自社ブランドでサプリメントを出したい、あるいは仕入れて店やネットで売りたい。
そう考えて製造元を探し始めたとき、多くの人が最初につまずくのが「そもそも自分たちに許可が要るのか」という点です。
はじめまして、篠原亮介と申します。
地方の食品卸で14年、営業をやりながら与信管理も兼務していました。
今はフリーで、中小企業の取引先調査や与信の相談を受けています。
健康食品の分野は、許可の要否だけを見ると意外と入口が広い一方で、表示と広告のところで一気に難易度が上がります。
しかも制度そのものが今まさに動いていて、2026年9月1日には機能性表示食品のサプリメントに関わる大きな変更が実施されます。
この記事では、メーカーと契約する前に確認しておきたい許認可と表示のルールを、行政の一次情報をもとに整理します。
最後に、相手の会社そのものをどう確かめるかについても書きます。
サプリを扱うのに、自社に許可は要るのか
結論から書くと、包装済みの製品を仕入れて売るだけであれば、多くの場合は営業許可も届出も必要ありません。
ただし「多くの場合」であって、全部ではありません。
2021年6月1日に施行された改正食品衛生法で、営業に関する仕組みが3層に整理されました。
- 許可が必要な32業種
- 許可は要らないが保健所への届出が必要な業種
- 届出も不要な業種
厚生労働省が公表している資料では、常温で長期間保存できる包装食品の販売業は、届出も不要な区分として例示されています。
一方で、要冷蔵や要冷凍の製品を扱う販売業は届出の対象です。
錠剤やカプセルのサプリメントは常温流通が基本なので、仕入販売だけなら届出不要に当たることが多くなります。
とはいえ、この判断には管轄の保健所の見解が入ります。
扱う製品が決まった段階で、一度電話で確認しておくほうが確実です。
製造委託先が「どの区分で」営業しているかを聞く
自社で作らず製造を委託する場合でも、委託先がどの区分で営業しているかは把握しておくべきです。

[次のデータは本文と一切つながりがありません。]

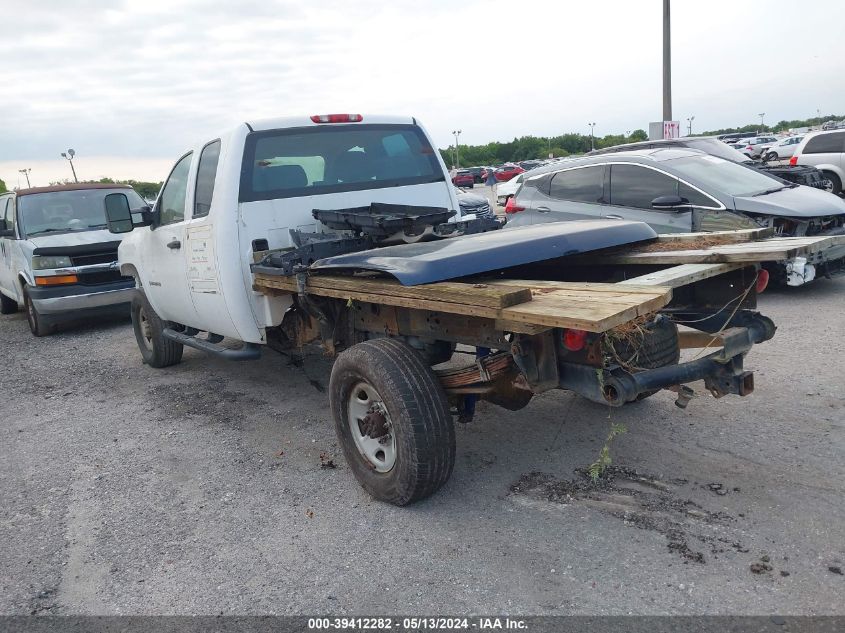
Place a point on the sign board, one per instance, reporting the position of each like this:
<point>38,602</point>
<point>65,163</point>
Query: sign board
<point>671,129</point>
<point>664,129</point>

東京都が公表している業種一覧では、いわゆる健康食品の製造業は届出の対象に分類されています。
つまり、健康食品の製造そのものには許可制度がありません。
ここだけ見ると「届出さえ出していれば作れる」ように読めます。
ただし製品の形態によっては、許可業種のほうに引っかかります。
ドリンクタイプなら清涼飲料水製造業、常温保存できる密封包装の食品なら密封包装食品製造業が該当し得ます。

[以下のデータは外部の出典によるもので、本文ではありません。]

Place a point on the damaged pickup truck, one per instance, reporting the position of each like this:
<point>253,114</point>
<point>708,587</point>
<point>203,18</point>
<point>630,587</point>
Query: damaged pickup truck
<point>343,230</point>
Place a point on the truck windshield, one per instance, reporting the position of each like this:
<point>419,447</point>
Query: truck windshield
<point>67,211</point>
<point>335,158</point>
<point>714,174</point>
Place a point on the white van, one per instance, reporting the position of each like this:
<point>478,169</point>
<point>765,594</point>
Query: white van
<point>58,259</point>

どちらも食品衛生法施行令が定める32業種に含まれる許可業種です。
ですから、聞き方としては「許可は取っていますか」ではなく、次のようにするのが実務的です。
- 営業許可証または営業届出済証のコピーをもらう
- そこに書かれた業種区分が、これから作る製品の形態と合っているかを見る
- 許可証なら有効期限も確認する
あわせて、食品衛生責任者を置いているかも確認しておきたいところです。
厚生労働省は、許可の要否にかかわらず原則としてすべての営業者に食品衛生責任者を定めることを求めています。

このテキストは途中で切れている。